アストンさんは腰かけていた椅子から立ち上がり、わたしと目線あわせて片膝を立てて座った。
「話…って何ですか?」
「これを、渡しておこうと思ってな。」
「首飾り…?…これは鍵ですか?」
アストンさんが取り出したのは、銀のチェーンに小さな宝石などのいくつかのチャームのついた首飾り。
その中には鍵らしきものがチャームに紛れてついていた。
「これは、ヴァンフォーレ家の屋敷の鍵だ。」
「…っ!?」
「アーシェが12歳の誕生日を迎えた時に…と思ったんだが、丁度、私もバロニアへ行くことになったからな。
少し早いが渡しておこう…。」
アストンさんは鍵のついた首飾りをアーシェの手に乗せ、そっと握らせる。
「ヴァンフォーレの…わたしの一族の屋敷は残っているんですか!?」
「そうだ。ラント家の別荘という扱いでバロニアに残してある。
ヴァンフォーレの屋敷に仕えていた執事が数名程、フレデリックの指示で動いているからいつでも戻れるようにしてある。」
「…そうですか…………それは………。」
わたしにラント家を出ていけということですか?
そう言いかけて、言葉を呑み込んだ。
嬉しい。嬉しい筈なのだ。
アストンさんは態々、ヴァンフォーレの家のことまで気にかけていてくれた。
けれど、少し寂しくもあった。
ちょっぴり、突き放されたというか…。
俯くアーシェの様子から、その心中を悟ったのか、アストンさんは彼女の頭を優しく撫でた。
そして静かに続ける。
「アーシェ…いや、アシュリーお嬢様。ヴァンフォーレ家はウィンドル有数の名のある一族です。

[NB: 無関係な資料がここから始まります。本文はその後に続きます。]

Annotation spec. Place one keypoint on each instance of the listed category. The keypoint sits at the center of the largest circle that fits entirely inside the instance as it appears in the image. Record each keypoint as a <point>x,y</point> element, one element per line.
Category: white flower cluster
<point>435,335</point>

だから、貴女が当主としての道を選びたくなった時を考えただけです。
いつでも戻れるように、と。
しかし、アーシェが私の大事な一人娘であることに変わりはない。この意味が…わかるか?」
「……はい。ありがとうございます、お義父さん。」
アーシェは受け取った鍵のついた首飾りを強く握る。
そして、今回、バロニアに行くのは一度屋敷を見に行くためだという。
少し不安、少し楽しみ。
アーシェは一礼してから執務室を後にしようとしたが、1つ疑問が浮かび、アストンさんを振り返る。
「じゃあ、ヒューバートはどうしてバロニアに?」
アストンさんは一瞬目を見開いた後、少しだけ辛そうに答えた。
そしてその答えは、わたしの中のヴァンフォーレの屋敷への期待など簡単に消し去ってしまった。